For the design of the semiconductor packaging material, one of the most important challenges is to overcome the higher thermal expansion property of ‘organic’ epoxy composite than that of the ‘inorganic’ IC chip. Therefore, in order to prepare the epoxy composite with the ultra-low coefficient of thermal expansion (CTE), the new material class of epoxy, i.e., alkoxysilyl-functionalized novolac epoxy (Si(OEt)₃-EOCN) was synthesized using the ortho-cresol novolac epoxy (EOCN) as a starting material. The new epoxy composite with the 85wt% of silica showed the CTE1 (at T < Tg) of 8 ppm/°C and CTE2 (at T > Tg) of 11 ppm/°C. Note that before alkoxysilyl-modification, the CTE1 and CTE 2 of the EOCN composite were 13 ppm/°C and 44 ppm/°C, respectively. In addition, the alkoxysilyl-functionalized epoxy was observed to show the unique curing chemistry due to the participation of alkoxysilyl group in epoxy curing reaction. In order to understand the chemistry of alkoxysilyl-functionalized epoxy, the reaction mechanism was studied using the model compounds.

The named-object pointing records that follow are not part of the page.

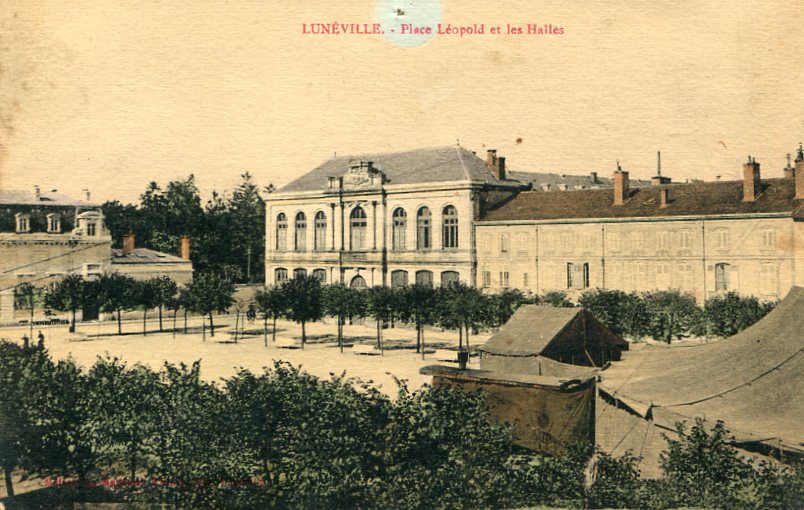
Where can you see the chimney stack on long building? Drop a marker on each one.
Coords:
(799, 173)
(129, 242)
(621, 190)
(751, 181)
(185, 247)
(496, 164)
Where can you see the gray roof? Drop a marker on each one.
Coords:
(12, 197)
(438, 164)
(530, 330)
(145, 256)
(546, 181)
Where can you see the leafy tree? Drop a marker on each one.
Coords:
(210, 292)
(673, 314)
(66, 295)
(117, 292)
(701, 469)
(23, 374)
(144, 293)
(304, 303)
(463, 308)
(343, 302)
(124, 409)
(247, 221)
(271, 303)
(165, 290)
(26, 296)
(731, 313)
(381, 303)
(417, 306)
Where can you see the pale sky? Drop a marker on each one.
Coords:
(109, 95)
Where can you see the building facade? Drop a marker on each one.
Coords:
(703, 238)
(385, 219)
(44, 236)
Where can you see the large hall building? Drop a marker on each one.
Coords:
(439, 215)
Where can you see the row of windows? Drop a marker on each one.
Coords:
(638, 240)
(399, 277)
(24, 223)
(358, 224)
(578, 277)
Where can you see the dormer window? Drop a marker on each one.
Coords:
(53, 223)
(23, 222)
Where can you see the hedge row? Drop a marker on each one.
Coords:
(286, 439)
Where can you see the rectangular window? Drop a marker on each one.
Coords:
(577, 276)
(504, 279)
(485, 242)
(685, 240)
(721, 277)
(522, 242)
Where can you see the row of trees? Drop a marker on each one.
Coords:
(286, 439)
(117, 293)
(457, 307)
(227, 232)
(663, 315)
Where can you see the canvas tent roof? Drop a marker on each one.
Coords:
(533, 328)
(752, 381)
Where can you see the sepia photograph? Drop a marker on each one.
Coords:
(401, 254)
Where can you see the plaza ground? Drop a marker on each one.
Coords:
(220, 357)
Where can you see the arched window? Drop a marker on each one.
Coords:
(721, 277)
(450, 227)
(424, 277)
(399, 278)
(357, 230)
(320, 240)
(423, 229)
(722, 239)
(400, 225)
(768, 239)
(321, 274)
(449, 277)
(282, 233)
(769, 280)
(300, 232)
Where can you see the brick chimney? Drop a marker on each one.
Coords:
(185, 247)
(495, 164)
(751, 182)
(800, 173)
(129, 242)
(621, 190)
(789, 170)
(659, 179)
(664, 197)
(501, 168)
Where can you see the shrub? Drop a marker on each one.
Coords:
(731, 313)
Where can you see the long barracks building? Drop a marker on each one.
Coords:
(439, 215)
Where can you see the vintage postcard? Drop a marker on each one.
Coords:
(401, 254)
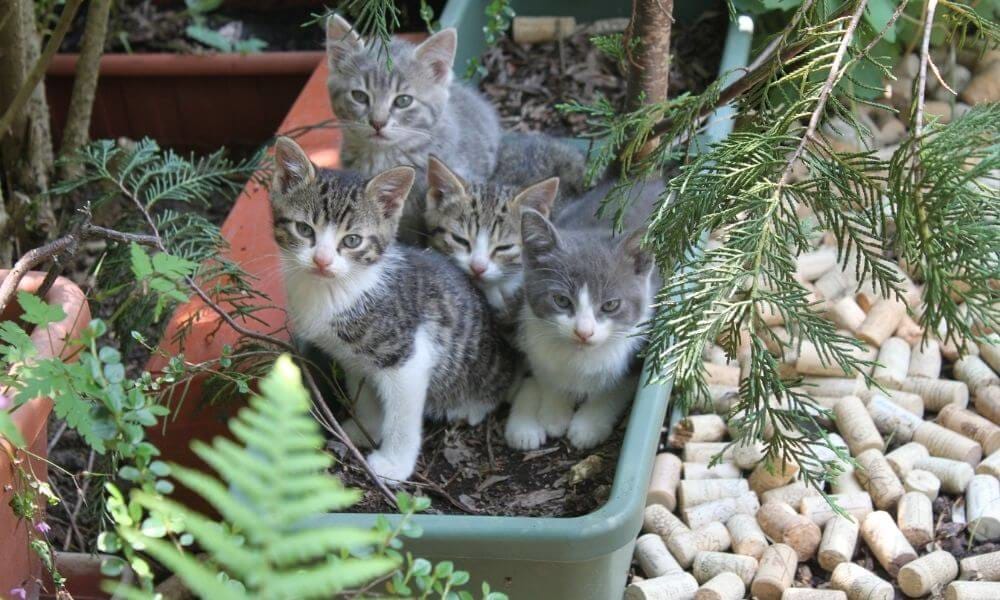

对于半导体封装材料的设计，最重要的挑战之一是克服“有机”环氧复合材料比“无机” IC芯片更高的热膨胀性能。因此，为了制备具有超低热膨胀系数（CTE）的环氧复合材料，新的环氧材料类别，即烷氧基甲硅烷基官能化的线型酚醛清漆环氧树脂（Si（OEt）₃ -EOCN）合成了邻甲酚酚醛清漆环氧树脂（EOCN）作为起始原料。具有85wt％二氧化硅的新型环氧复合材料的CTE1（在T <Tg时）为8 ppm /°C，CTE2（在T> Tg时）为11 ppm /°C。请注意，在烷氧基甲硅烷基改性之前，EOCN的CTE1和CTE 2复合材料分别为13ppm /℃和44ppm /℃。另外，由于烷氧基甲硅烷基基团参与环氧固化反应，因此观察到烷氧基甲硅烷基官能化的环氧树脂显示出独特的固化化学。为了了解烷氧基甲硅烷基官能化环氧的化学性质，使用模型化合物研究了反应机理。